Having answers to these questions is the beginning of risk management.

Train Teams to Adhere to Your Process

It’s a cliche to say that a chain is only as strong as its weakest link, but it is also true. Your teams work with contractors around the globe. They have their hands in the day-to-day and the minutia. But they also need to be apprised of what their role is during emergencies, so that they can be part of the plan.

In a way, risk management mirrors the supply chain. Every link has to understand its role, from carrier management to customer service to PR. Provide risk management training and make it a part of your process and ongoing operations. If your people have insight into what to do when the unthinkable happens, it won’t be quite as unthinkable.

Gain Real-Time Visibility Into Your Supply Chain

It’s stunning to think about old whaling missions: they were gone for years, and if something went wrong (like say an attack by Moby Dick), no one would know about it until a survivor washed up, or years went by without contact. Supply chain visibility was almost nil.

That can’t happen in today’s world. You need end-to-end supply chain visibility. This kind of insight lets you plan shipments, handle logistics, and impart insight to your customers. But it also helps you identify when something is going wrong, and give you a chance to make it right.

Real-time visibility is your canary in the coal mine: when you see trucks start to stack up, you know there is something wrong with the bridge. When ships are being diverted, you know there are port issues. And that means you can act right away, instead of waiting.

Your entire supply chain risk management policy hinges on being able to react in real time. Real-time visibility is what makes that possible.

Stay Up to Date With Current Trends

There is a lot to keep up with when managing the supply chain. From weather events to the rumblings of political turmoil to rule changes in ponderous supranational bodies with endless acronyms, you need to understand the flutters that can cause a hurricane.

Knowing supply chain trends and insights, as well as technological and political trends that impact your management, lets you modify and adjust your policies so that they are never outdated.

Supply Chain Risk Management Examples from FourKites Clients

Policies are great, but the question is: how do they work in the real world? How does visibility help protect your company against the vagaries of global events? This supply chain risk management case study is an example of how companies like yours got ahead of risk management.

Unilever and Solving Pandemic Congestion

We began our work with Unilever South Africa in late 2019. One of their largest challenges was lengthy delays at their six international borders. While delays can be as much as four hours in a normal day, the early days of the pandemic saw them rise to 10 hours, or even more.

Unilever used our Custom Geofence capability to create custom zones around border crossings and ports of entry. They were able to automatically issue alerts to team members throughout the chain whenever a shipment entered, exited or had been delayed at the border.
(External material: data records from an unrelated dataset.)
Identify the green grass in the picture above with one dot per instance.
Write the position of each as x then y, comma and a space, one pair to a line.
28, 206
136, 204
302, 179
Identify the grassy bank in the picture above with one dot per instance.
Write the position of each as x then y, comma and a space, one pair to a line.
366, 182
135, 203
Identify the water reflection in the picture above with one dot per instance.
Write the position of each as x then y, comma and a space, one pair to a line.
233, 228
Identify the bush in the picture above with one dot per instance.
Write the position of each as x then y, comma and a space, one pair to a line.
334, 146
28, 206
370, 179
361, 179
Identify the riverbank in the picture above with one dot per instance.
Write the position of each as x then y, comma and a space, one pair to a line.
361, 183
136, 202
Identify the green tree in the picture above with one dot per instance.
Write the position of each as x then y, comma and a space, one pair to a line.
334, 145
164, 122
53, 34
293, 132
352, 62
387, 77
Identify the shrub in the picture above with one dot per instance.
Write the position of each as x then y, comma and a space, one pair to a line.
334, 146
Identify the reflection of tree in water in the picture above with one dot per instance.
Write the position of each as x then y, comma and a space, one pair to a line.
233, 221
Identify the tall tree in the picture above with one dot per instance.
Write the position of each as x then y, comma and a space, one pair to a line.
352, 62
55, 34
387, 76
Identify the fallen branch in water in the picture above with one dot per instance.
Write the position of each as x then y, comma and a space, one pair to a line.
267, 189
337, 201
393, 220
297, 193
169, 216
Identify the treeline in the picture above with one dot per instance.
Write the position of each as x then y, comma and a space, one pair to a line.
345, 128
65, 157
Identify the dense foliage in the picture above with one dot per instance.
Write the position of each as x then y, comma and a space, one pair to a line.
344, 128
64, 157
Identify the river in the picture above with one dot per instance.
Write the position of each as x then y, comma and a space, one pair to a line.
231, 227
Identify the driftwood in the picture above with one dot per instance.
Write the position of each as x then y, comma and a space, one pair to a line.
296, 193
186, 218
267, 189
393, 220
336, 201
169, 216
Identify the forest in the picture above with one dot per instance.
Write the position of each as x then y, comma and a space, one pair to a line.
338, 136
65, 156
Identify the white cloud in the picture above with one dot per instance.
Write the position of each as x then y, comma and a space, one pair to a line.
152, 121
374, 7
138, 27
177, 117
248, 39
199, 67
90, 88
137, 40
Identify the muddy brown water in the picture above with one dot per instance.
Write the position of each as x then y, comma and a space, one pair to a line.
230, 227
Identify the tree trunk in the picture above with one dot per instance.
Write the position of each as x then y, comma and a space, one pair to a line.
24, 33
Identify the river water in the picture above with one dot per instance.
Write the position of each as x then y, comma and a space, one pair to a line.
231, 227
This allowed Unilever’s team to make targeted decisions. Instead of trying to put out every fire, they were able to focus on the longest delays and route around major border issues.

Learn more: Read the Full Case Study

See the Risks. See Your Way Past Them

Supply chain risk management depends on visibility. If you can identify the risks, you can assess them. If you can assess them you can plan for them. And if you see risks happening in real time, you can put your plans into action.